The main reason for this is to allow a reorganization of some of the
RTTi-related functionality without breaking backward compatibility. However,
the new arrangement should also be easier to maintain.

Use a separate type_ctor_rep for functions, to distinguish them from predicates
for RTTI code. (At one point, I thought this could avoid the need for the
change to the initialization files mentioned below. It can't, but it is a good
idea in any case.)

library/std_util.m:
	Remove the functionality moved to the new modules, and replace them
	with type equivalences and forwarding code. There are no changes in
	the meanings of the user-visible predicates, with two exceptions.

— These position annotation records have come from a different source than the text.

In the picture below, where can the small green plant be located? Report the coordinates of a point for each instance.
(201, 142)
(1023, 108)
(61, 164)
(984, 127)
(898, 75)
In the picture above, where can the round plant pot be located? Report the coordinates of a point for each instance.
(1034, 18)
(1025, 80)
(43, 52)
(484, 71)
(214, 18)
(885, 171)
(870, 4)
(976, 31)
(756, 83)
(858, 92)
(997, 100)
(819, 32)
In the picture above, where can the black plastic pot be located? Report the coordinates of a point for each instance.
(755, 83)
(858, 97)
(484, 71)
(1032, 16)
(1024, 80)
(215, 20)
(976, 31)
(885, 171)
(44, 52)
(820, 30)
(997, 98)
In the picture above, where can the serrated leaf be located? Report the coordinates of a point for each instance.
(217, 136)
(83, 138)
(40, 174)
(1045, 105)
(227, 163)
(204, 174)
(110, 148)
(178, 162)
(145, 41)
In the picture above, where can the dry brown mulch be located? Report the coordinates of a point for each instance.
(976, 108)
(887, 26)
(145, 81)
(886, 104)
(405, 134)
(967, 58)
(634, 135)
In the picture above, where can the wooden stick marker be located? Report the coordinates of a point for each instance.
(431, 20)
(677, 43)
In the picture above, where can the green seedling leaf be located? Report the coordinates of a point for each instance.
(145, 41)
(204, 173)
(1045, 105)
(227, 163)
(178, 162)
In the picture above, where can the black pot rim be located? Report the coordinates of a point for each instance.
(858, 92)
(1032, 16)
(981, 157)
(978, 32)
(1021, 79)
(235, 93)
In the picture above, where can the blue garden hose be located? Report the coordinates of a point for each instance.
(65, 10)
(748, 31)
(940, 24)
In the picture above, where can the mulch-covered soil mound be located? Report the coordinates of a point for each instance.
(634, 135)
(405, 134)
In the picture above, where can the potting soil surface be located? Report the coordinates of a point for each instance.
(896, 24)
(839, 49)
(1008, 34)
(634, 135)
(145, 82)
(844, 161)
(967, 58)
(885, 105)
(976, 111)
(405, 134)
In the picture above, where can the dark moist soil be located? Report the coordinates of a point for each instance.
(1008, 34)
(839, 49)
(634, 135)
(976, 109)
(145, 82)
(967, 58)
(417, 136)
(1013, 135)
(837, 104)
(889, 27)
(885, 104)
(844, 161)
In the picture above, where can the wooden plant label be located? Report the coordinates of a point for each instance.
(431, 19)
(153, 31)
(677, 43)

	- First, the true, equivalence-expanded names of what used to be
	  std_util:type_desc and std_util:type_ctor_desc are now
	  type_desc:type_desc and type_desc: type_ctor_desc.
	- Second, deconstructing a function term now yields
	  "<<function>>" instead of "<<predicate>>".

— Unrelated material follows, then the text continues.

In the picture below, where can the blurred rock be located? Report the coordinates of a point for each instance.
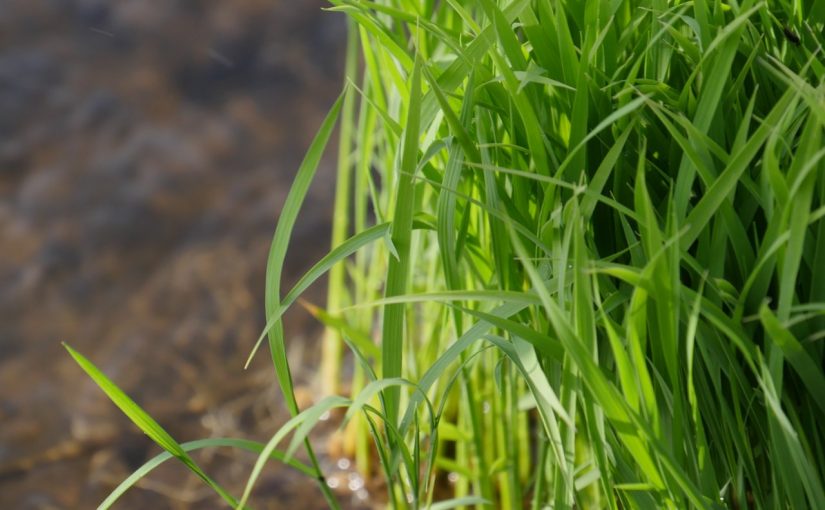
(146, 147)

	The intention is that the RTTI predicates in std_util.m will continue
	to work in a backwards-compatible manner for the near future, i.e. as
	the new modules are updated, the code in std_util will be updated to
	maintain the same functionality, modulo improvements such as avoiding
	unwanted exceptions. When the RTTI functionality in the other modules
	has stabilised, the RTTI predicates in std_util.m should be marked
	obsolete.

	The exported but non-documented functionality of std_util has been
	moved to one of the new modules without forwarding code, with one
	of the moved predicates being turned into the function it should have
	been in the first place.

library/construct.m:
library/deconstruct.m:
library/type_desc.m:
	Three new modules for the code moved from std_util.m.

library/library.m:
compiler/modules.m:
	Record the names of the three new library modules.

runtime/mercury.[ch]:
compiler/mlds_to_il.m:
	Record that type_desc is now in type_desc.m, not std_util.m.

compiler/static_term.m:
	Import the deconstruct module, since we are using its undocumented
	facilities.

runtime/Mmakefile:
	Mention the two new modules.

runtime/mercury_construct.[ch]:
runtime/mercury_type_desc.[ch]:
	Two new modules holding the C functions that used to be in foreign_code
	in std_util, now using MR_ instead of ML_ prefixes, and being more
	consistent about indentation.

runtime/mercury_type_info.h:
	Add a new type_ctor_rep for functions, separate from predicates.
	(It reuses the EQUIV_VAR type_ctor_rep, which hasn't been used
	in ages.)

	Use type_ctor_reps to distinguish between the type_ctor_infos of
	pred/0 and func/0. However, to create higher order typeinfos, we
	still need to know the addresses of the type_ctor_infos for
	pred/0 and func/0, and we still need to know the address of the
	type_ctor_info for tuples to create typeinfos for tuples. Since
	these three type_ctor_infos are defined in the library,
	we cannot access them directly from the runtime. We therefore need
	to access them indirectly in the usual manner, via address_of
	variables initialized by mkinit-generated code.

library/builtin.m:
library/private_builtin.m:
library/rtti_implementation.m:
runtime/mercury.c:
runtime/mercury_mcpp.{h,cpp}:
java/TypeCtorRep.java:
	Updates to accommondate the new function type_ctor_rep.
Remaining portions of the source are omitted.